Police say the gun used in the shooting was recovered deep inside a large storm drain in woods west of 9500 Washington Boulevard. They believe Prather may have been hiding in the same storm drain Wednesday night because officers found items in the pipe that suggest he spent the night there.

Prather surrendered to police on Thursday morning after a local mechanic reported seeing him along Route 1. Prather was taken to Shock Trauma for treatment of the gunshot wound to the leg he suffered the previous night. 

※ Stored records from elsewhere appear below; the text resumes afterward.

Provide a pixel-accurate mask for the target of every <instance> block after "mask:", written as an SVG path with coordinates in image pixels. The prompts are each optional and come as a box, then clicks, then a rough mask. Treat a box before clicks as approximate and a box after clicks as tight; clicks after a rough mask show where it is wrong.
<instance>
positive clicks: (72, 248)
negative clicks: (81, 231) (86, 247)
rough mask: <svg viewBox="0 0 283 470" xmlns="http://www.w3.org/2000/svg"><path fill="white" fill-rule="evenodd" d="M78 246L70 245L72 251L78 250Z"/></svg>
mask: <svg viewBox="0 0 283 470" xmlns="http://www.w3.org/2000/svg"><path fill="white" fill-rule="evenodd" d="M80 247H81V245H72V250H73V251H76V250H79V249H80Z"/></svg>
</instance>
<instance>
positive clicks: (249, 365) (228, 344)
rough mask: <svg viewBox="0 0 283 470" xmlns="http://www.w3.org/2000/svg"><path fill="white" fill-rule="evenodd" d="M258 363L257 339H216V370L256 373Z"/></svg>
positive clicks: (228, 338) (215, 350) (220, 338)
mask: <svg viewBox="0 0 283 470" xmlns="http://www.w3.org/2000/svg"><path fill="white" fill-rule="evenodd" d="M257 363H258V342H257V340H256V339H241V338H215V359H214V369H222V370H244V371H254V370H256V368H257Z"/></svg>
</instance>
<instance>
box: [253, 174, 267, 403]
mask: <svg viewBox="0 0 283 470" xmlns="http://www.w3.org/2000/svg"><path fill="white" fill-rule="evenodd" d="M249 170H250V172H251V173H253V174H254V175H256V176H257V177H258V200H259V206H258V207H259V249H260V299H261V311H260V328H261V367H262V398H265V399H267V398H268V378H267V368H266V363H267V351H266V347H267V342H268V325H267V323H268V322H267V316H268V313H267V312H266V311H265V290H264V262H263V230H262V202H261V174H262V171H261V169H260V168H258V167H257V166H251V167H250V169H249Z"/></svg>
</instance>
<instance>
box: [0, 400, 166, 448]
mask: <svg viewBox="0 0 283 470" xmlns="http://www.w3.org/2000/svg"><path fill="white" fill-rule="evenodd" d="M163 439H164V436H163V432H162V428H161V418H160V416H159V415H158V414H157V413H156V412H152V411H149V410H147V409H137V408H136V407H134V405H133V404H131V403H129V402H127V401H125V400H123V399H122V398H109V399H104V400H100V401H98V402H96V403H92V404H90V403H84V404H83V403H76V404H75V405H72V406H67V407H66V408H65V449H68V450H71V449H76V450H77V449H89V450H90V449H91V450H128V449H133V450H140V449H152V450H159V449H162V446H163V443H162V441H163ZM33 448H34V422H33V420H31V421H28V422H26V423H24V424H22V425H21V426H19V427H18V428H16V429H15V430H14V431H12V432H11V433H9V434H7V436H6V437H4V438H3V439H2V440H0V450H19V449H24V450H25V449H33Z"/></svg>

Thursday night, we learned the 29-year-old had been charged with theft in June 2006 before police say he showed up to a family member's house, pointed a gun and fired a few bullets at his family. Prather was charged with attempted murder, then pleaded to two counts of 1st-degree assault. He was sentenced to 20 years total, 10 years of which were suspended. He was serving two 5-year sentences concurrently, and got about 3 years through that when he went into a drug treatment program.

He was placed on probation from December 2007 to December 2012. WFMY in North Carolina reported that Prather was arrested in 2011 in North Carolina, while he was on probation. Police tried to pull him over, he crashed his car, got out and ran. Later, police found him in a home, and he was charged with breaking and entering among other charges.

Law enforcement expert Ed Clark told us that "there was a breakdown where they did not notify the Maryland Department of Parole and probation officers."